Anson fixa un instant les yeux d’un vert trouble de Roko, enchâssés dans une peau plissée de rides. Ils n’étaient pas artificiels, non… mais ils le plongeaient dans un profond malaise. Était-ce les rides les entourant, qui les faisaient paraître plus vieux qu’ils ne l’étaient en réalité ? À moins que ce ne fut sa voix, huilée comme si elle sortait d’un canon…

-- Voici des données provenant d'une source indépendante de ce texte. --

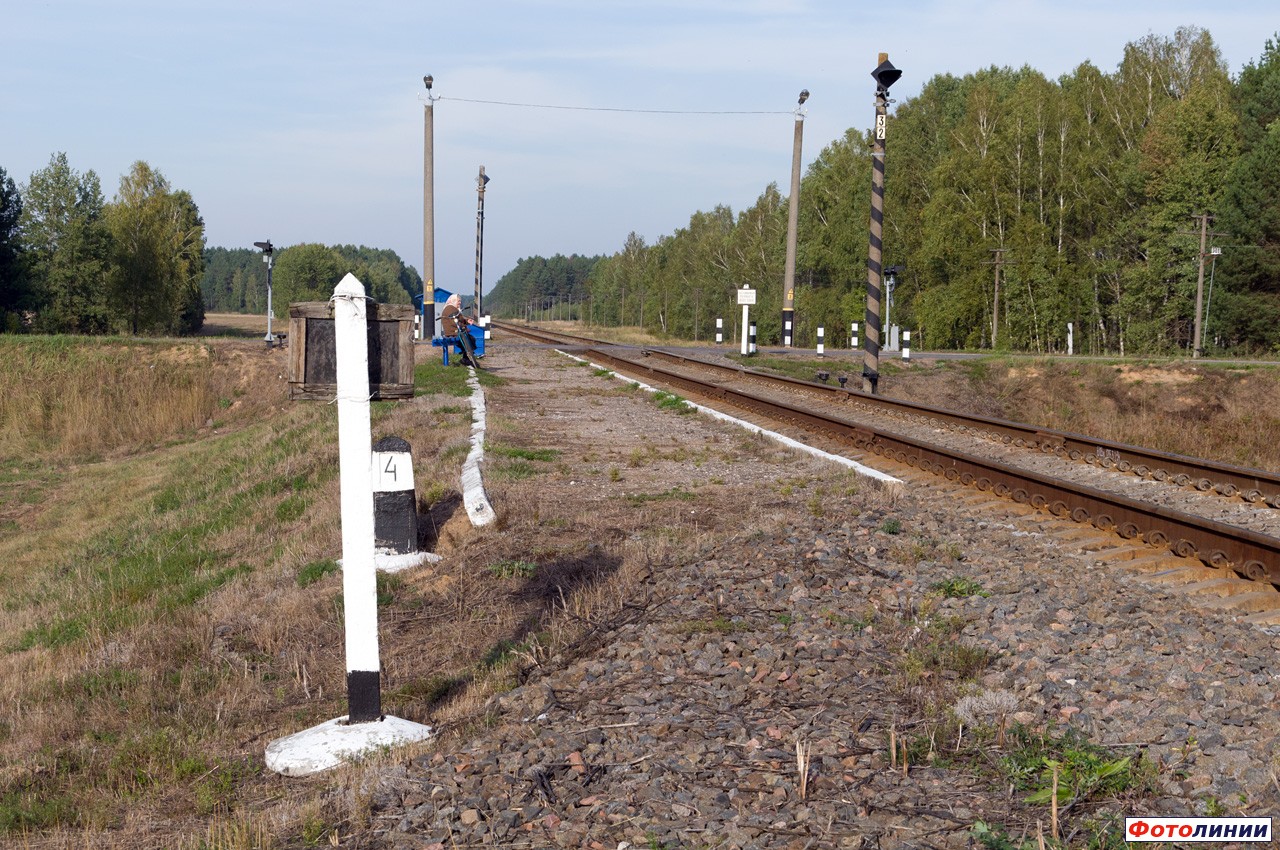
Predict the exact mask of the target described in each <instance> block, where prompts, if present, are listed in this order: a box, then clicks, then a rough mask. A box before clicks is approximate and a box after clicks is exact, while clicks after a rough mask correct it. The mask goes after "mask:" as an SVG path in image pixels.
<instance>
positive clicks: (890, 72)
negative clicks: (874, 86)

— Les peaux-épaisses constituent une ethnie des plus… des plus intéressantes, dit-il pour s’arracher à l’attraction de ces yeux. Sur Hudriam, un océan planétaire, les hommes ont développé une sorte de réseau sanguin annexe qui contrebalance le réflexe mammalien de plongée. Mais ce sont les peaux-épaisses qui m’obsèdent. Ils ont été modelés par l’homme, et non par le climat. Et ils sont si évolués et primitifs en même temps… On croit qu’ils vivent en parasites, depuis qu’ils ont été déclassés par des robots, mais ce n’est pas vrai. On n’a j-jamais vu un peau-épaisse mendier. 

Roko :

— Je regrette de vous contredire, mais ils sont tous plus ou moins dégénérés. Certains clans vendent eux-mêmes leurs sujets malades aux chasseurs de prime. Leurs épidermes sont de véritables combinaisons spatiales vivantes. Ils sont livrés drogués. On dit aussi qu’ils mangent leurs morts après les avoir mutilés. Si leurs femelles étaient baisables, ils les prostitueraient. 

Il s’apprêtait à se lever pour aller uriner, mais il s’aperçut qu’Anson était à deux doigts de lui sauter dessus. Ses dents se découvrirent en un sourire carnassier.

— Il y a les théories, dit-il en se levant, et il y a la réalité. Ces tribus sont mortes. 

— Et l-les hyènes arrivent, repartit Anson. 

Roko se figea.

— Les charognards font partie de la chaîne alimentaire, vous devriez savoir ça, vous qui avez fait des études. Un siècle après le début de l’ère industrielle sur Terre, toutes les tribus primitives avaient disparu, faute de s’être adaptées. 

— Mais celle-ci est adaptée ! adaptée au vide. C’est précisément ce qui la rend irremplaçable ! 

— L’espace est plein d’ethnies irremplaçables, se borna à dire Roko, que sa vessie tiraillait. 

— … qui fournissent autant de cibles faciles aux chasseurs de peaux, prononça sentencieusement l’ethnologue. 

« Cibles faciles, pensa Roko en se dirigeant vers les toilettes. L’imbécile petit con. »

Il passa sous le panneau lumineux du premier rang, qui affichait cinq heures quarante-cinq.